The Lost Stories by John Flanagan
The Lost Stories, book 11 in John Flanagan’s RANGER APPRENTICE series for young readers, is a collection of short stories that fill in some gaps and give us supplemental information about Flanagan’s characters and world. The collection begins with a short frame story which takes place in July 1896 in the Republic of Aralan States which was formerly the medieval Kingdom of Araluen. An archaeologist and his assistant are excavating a site and looking for evidence of Castle Redmont and the Rangers of Araluen. They find a chest full of manuscripts that contain these tales:
“Death of a Hero” — (Takes place about 15 years before The Ruins of Gorlan.) Pauline has convinced Halt to finally tell Will the truth about Will’s parents, which is slightly different from what Halt told Will in The Ruins of Gorlan. Although I felt like this was one of several examples of Flanagan building his world and making stuff up as he goes along, the story, and its title, is unexpectedly poignant.
“The Inkwell and the Dagger” — (Takes place during The Icebound Land.) In response to numerous emails from fans, Flanagan gives us the story of what Gilan did while Halt was banished in The Icebound Land. If you’ll recall, Halt had been tracking a criminal named Foldar. Gilan completes this task for Halt using deception and his sword-fighting skills. Besides being fun, this story gives young readers a glimpse into the design features and function of medieval castles.
Note: I believe that the remaining stories, except for “The Hibernian,” take place after book 10, The Emperor of Nihon-Ja. There are spoilers here for previous books in the series.
“The Roamers” — Will’s puppy is missing and Will and Alyss suspect that he’s been stolen by a band of Roamers (think: Gypsies), so they set off to track down the Roamers and get the puppy back. Alyss gets a chance to shine in this story and young readers will learn a little about animal abuse. The Roamers are disappointingly stereotypical.

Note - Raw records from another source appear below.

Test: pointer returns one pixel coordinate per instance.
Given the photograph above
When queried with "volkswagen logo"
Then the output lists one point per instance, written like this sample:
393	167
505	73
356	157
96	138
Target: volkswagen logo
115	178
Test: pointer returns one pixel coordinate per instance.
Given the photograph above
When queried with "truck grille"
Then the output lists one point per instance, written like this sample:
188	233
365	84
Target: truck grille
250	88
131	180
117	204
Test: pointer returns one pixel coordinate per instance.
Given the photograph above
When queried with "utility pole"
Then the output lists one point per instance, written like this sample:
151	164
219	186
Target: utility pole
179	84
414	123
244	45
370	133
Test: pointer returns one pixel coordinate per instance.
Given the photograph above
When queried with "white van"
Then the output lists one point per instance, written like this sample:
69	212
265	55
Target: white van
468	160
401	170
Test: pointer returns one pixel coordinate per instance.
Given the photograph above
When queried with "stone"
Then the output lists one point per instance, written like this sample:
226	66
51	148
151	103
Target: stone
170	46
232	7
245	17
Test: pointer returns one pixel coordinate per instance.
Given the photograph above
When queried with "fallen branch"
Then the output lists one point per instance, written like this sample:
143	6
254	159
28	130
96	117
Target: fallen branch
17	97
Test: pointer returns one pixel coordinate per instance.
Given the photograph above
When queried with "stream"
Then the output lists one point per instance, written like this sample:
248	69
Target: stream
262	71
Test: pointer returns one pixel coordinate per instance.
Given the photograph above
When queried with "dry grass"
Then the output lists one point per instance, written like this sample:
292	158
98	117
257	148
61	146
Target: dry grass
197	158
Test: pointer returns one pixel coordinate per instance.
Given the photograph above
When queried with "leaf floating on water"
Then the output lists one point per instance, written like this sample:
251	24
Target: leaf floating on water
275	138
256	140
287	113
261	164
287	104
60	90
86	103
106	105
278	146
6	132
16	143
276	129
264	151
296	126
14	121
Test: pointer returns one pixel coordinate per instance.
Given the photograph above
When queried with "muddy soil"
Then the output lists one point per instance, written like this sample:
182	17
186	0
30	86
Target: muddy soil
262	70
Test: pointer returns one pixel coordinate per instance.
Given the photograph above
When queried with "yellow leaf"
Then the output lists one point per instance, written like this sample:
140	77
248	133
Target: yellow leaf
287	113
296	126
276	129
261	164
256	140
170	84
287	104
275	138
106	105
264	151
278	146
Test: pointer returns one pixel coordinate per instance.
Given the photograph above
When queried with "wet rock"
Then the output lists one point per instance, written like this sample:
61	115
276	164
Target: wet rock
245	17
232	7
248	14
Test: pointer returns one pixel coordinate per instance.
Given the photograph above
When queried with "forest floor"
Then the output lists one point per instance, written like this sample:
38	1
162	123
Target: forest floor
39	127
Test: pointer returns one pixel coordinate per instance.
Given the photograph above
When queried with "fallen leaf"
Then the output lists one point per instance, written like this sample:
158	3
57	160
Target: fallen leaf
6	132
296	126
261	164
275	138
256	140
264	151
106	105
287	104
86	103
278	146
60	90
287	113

“Purple Prose” — It’s almost time for Horace’s and Cassandra’s wedding and Will is preparing a speech. Knowing that it will go down in the history books, he’s working hard to speak elegantly. Then he and Halt get called away to find and capture some thieves who are using false beacons to drive cargo ships aground. This story is really funny, and I’m likely to always remember it when I think of the RANGER’S APPRENTICE series.
“Dinner for Five” — I loved this story about a band of thieves who steal some jewelry and then decide to hide out in Jenny’s house until they can make their escape in the dark. Knowing that Jenny runs the best restaurant in town, they assume she’ll be gone for the day. However, they happen to pick the day that Jenny is home preparing a romantic dinner for Gilan. And to compound their errors, one of them insults Jenny’s food. Big mistake!
“The Bridal Dance” — It’s Horace’s and Cassandra’s wedding day. Everyone is there, including friends from across the sea. But Will is worried because he suspects that assassins are planning to attack King Duncan or Princess Cassandra during the wedding feast. But if anyone can protect the royal family, it’s Will Treaty.
“The Hibernian” — This story pre-dates all the others. It’s about how Halt met Crowley and joined the Ranger Corps. We learn a lot about the history of Araluen, Duncan’s family, Morgarath, and the Rangers in this story.
“The Wolf” — This sad story was in response to readers’ questions about how long Ranger horses live. It explains the special breeding program that produces horses that can inherit a Ranger bond. I didn’t believe that this medieval society could do something so technologically advanced, but I’m sure it satisfies the kiddies who were worried about horses that don’t live as long as Rangers.
“And About Time Too” — Finally, Will and Alyss get married.
At the end of the collection is an extremely short provocative fragment which, I think, ties the RANGER’S APPRENTICE series to Flanagan’s newer series, THE BROTHERBAND CHRONICLES. I’m not certain about that, though.
I’ve been down on the last few RANGER’S APPRENTICE books, but I thoroughly enjoyed The Lost Stories. That’s because each is short and, therefore, better paced than the more recent novels have been. It was delightful to learn more about these beloved characters and to witness amusing little tidbits that didn’t make it into the books. I am certain that any fan of the series will want to pick up The Lost Stories. I listened to the audiobook version narrated by John Keating. He is excellent, as always. The audio version is 13 hours long.
This sounds like a change of pace. I love the title “The Inkwell and the Dagger,” with its play on the old proverb.
I’m glad that you liked these stories so much, especially in light of how frustrated you’ve seemed with the last few books. Hopefully the next series you work through will be more consistently enjoyable!